A client is on intravenous heparin to treat a pulmonary embolism. The clients most recent partial thromboplastin time (PTT) was 25 seconds. What order should the nurse anticipate?
a. Decrease the heparin rate.
b. Increase the heparin rate.
c. No change to the heparin rate.
d. Stop heparin; start warfarin (Coumadin).
ANS: B
For clients on heparin, a PTT of 1.5 to 2.5 times the normal value is needed to demonstrate the heparin is working. A normal PTT is 25 to 35 seconds, so this clients PTT value is too low.
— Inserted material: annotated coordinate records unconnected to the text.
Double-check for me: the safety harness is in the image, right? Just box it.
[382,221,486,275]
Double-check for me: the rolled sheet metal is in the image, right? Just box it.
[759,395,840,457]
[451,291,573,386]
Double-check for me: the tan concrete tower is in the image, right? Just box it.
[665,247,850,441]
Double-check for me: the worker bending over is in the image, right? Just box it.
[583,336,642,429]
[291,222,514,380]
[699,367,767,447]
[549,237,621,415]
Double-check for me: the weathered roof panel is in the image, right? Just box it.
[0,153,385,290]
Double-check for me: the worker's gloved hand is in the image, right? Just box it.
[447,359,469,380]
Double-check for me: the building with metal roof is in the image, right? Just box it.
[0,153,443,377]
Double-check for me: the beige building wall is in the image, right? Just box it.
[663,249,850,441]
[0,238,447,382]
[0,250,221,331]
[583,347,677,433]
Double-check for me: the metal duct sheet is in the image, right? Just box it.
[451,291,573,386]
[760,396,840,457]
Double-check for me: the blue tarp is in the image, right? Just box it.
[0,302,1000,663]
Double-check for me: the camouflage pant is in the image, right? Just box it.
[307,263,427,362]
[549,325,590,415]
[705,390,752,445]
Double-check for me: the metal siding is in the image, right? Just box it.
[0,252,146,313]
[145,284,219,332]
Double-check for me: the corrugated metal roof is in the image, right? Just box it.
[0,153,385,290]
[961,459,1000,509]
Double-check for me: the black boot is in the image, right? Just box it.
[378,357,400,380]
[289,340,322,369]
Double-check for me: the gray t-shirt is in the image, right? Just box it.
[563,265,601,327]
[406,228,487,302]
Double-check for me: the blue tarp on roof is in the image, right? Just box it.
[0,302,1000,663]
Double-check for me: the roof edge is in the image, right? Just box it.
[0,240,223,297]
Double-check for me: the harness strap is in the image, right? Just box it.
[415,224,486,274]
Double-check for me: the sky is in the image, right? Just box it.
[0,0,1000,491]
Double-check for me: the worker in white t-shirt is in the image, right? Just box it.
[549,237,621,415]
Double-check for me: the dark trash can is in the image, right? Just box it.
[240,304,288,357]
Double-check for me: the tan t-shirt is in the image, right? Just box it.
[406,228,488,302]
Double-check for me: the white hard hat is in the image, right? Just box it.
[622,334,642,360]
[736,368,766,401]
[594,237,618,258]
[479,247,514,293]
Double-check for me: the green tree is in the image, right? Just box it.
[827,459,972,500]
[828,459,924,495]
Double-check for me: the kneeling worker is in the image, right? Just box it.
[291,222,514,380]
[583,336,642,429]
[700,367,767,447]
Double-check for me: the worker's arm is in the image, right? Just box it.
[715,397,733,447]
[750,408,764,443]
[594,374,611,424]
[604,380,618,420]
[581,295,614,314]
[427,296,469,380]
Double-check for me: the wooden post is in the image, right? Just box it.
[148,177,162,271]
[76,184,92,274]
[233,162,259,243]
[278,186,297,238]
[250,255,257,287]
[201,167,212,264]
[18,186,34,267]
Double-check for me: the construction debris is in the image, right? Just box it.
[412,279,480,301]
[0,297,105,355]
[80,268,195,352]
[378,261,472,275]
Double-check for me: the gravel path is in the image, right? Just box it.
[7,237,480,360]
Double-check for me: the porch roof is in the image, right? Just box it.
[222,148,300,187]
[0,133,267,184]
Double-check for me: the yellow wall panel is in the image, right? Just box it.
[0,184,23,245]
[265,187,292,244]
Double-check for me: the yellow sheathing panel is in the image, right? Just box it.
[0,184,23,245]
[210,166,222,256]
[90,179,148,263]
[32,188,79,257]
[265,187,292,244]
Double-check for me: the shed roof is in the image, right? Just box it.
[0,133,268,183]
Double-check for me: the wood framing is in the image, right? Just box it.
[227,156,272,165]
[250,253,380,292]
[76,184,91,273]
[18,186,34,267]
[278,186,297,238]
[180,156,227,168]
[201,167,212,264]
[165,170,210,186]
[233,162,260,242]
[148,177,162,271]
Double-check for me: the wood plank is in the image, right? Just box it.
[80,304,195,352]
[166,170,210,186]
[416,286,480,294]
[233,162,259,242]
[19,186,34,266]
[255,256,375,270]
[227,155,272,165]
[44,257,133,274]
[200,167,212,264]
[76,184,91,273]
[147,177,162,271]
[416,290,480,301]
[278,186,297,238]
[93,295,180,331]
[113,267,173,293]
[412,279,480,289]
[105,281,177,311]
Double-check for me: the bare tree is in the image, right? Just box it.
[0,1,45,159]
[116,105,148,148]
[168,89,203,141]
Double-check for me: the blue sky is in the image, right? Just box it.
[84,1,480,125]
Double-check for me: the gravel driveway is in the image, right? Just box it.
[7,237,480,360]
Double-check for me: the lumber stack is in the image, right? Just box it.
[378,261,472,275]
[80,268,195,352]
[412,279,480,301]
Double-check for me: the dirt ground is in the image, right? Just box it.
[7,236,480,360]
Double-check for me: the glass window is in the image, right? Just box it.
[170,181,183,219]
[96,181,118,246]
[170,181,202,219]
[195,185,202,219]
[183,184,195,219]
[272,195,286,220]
The heparin rate needs to be increased. Warfarin is not indicated in this situation.
A nurse is caring for four clients on intravenous heparin therapy. Which laboratory value possibly indicates that a serious side effect has occurred?
a. Hemoglobin: 14.2 g/dL
b. Platelet count: 82,000/L
c. Red blood cell count: 4.8/mm3
d. White blood cell count: 8.7/mm3
ANS: B
This platelet count is low and could indicate heparin-induced thrombocytopenia. The other values are normal for either gender.
A client appears dyspneic, but the oxygen saturation is 97%. What action by the nurse is best?
a. Assess for other manifestations of hypoxia.
b. Change the sensor on the pulse oximeter.
c. Obtain a new oximeter from central supply.
d. Tell the client to take slow, deep breaths.
ANS: A
Pulse oximetry is not always the most accurate assessment tool for hypoxia as many factors can interfere, producing normal or near-normal readings in the setting of hypoxia. The nurse should conduct a more thorough assessment. The other actions are not appropriate for a hypoxic client.